Oil paints with admixture of resins are known as varnish . If pigments are added in addition to resins , an oil varnish or natural resin varnish is obtained . Oil varnishes have been known in China for over 2000 years and are still used today (sometimes with synthetic binders). The proportion of solvents can be up to 60 percent, but paints emulsified with water are now also produced.

Often oil varnishes are made from linseed oil, tall oil, castor oil and perilla oil, which may have previously been boiled to form stand oils. Traditionally, natural copals , rosin or shellac were used as resins, and today synthetic resins such as alkyd and phenolic resin are also used .

The addition of resins increases the surface hardness of the coating, while the drying time, suppleness and weather resistance usually decrease.

Linseed oil paint for construction and craft

For the production of oil paints for construction and handicrafts, pigments are rubbed with so-called "boiled" linseed oil and mixed with 0.09 to a maximum of 3% dry matter. The highest quality is offered by linseed oil paints without solvents and aromatics . You do not need any further additives for processing, but can be diluted with boiled linseed oil if necessary. Since linseed oil paint is water-repellent but open to vapor diffusion, it is particularly suitable for outdoor use (half-timbered buildings, wooden facades, doors, windows, folding shutters, wooden constructions) because moisture that has penetrated the damaged areas can evaporate again. This prevents the formation of rot and mold. Aging linseed oil coatings should be treated with cold-pressed, "boiled" linseed oil every five to eight years, depending on the weather. If the paint should fade after many years and several nourishing oil coats, which is especially the case on the west and south sides of buildings, it can be painted over. The old paint does not have to be removed for this, just cleaned by brushing. In the preservation of historical monuments, the monument authorities expect the use of traditional linseed oil paint without volatile organic compounds , as pure linseed oil paint is produced according to a traditional recipe and thus falls back on authentic historical paints and linseed oil primer. In addition, solvent-free linseed oil paint does not form layers that could peel and it does not become statically charged, which means it does not attract dust.

See also


Individual evidence

  1. DIN 55945 . In: German Institute for Standardization e. V. (Ed.): Colorants 1 . 7th edition.
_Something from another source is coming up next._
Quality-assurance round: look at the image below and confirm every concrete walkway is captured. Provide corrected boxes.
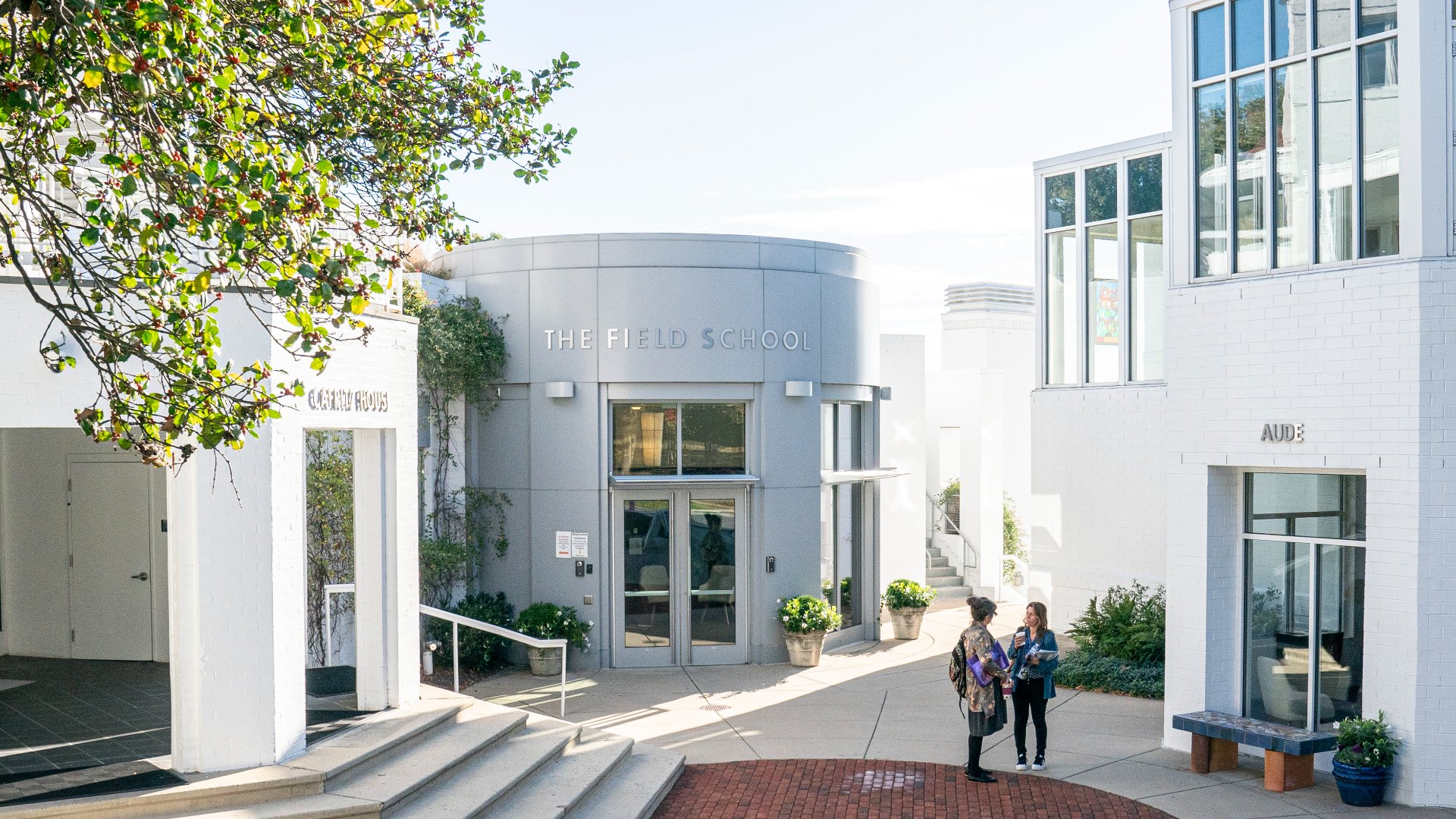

DIN-Taschenbuch 49.Berlin, Vienna, Zurich 2012, ISBN 978-3-410-23202-5 , pp. 546 .
  2. U.S. Patent No. 2252 to John Rand , accessed September 10, 2010.
  3. ^ Franz Maria Feldhaus: The technology. A lexicon. Munich 1970, column 1190.
  4. Oil paints in comparison: which colors are good?
  5. Hermann Kühn u. a .: Reclam's Handbook of Artistic Techniques . tape 1 . Philipp Reclam jun., Stuttgart 1984, ISBN 3-15-010322-3 , pp. 49 .
  6. Basics of painting technique , page 12. Retrieved in August 2020
  7. ^ Basics of painting technique , page 43. Retrieved August 2020
  8. ^ A b R. Newman, WS Taft, JW Mayer, D. Stulik, PI Kuniholm: The science of painting , Springer, New York 2000, ISBN 978-0-387-98722-4 .
  9. Safflower Oil , Product Information Art. 370, In: Kreidezeit.de, 31.07.2018
  10. ^ Basics of painting technique , page 62. Accessed in August 2020
  11. ^ A b c d R. Lambourne, T. Strivens: Paint and Surface Coatings , 2nd edition, Woodhead, 1999. pp. 29, 334f. and 369. ISBN 978-1-85573-348-0 .
  12. Anti- rust paint , product information Art. 338-340, In: Kreidezeit.de, 14.08.2018
  13. ^ Definition of oil varnish , p. 4, product sheet of the Werder paint factory
  14. ↑ Encyclopedia entry Lacke , website of the journal 'Spektrum der Wissenschaft'
  15. Gerd Ziesemann, Martin Krampfer, Heinz Knieriemen: Natural colors, Aarau (Switzerland) 1996, ISBN 3-85502-523-1 , p. 94.
  16. ^ State Office for the Preservation of Monuments Hesse: Building consultant window in Hesse. Worksheet I maintenance and supplementation ( Memento from February 2, 2014 in the Internet Archive ). Wiesbaden 2001/2005.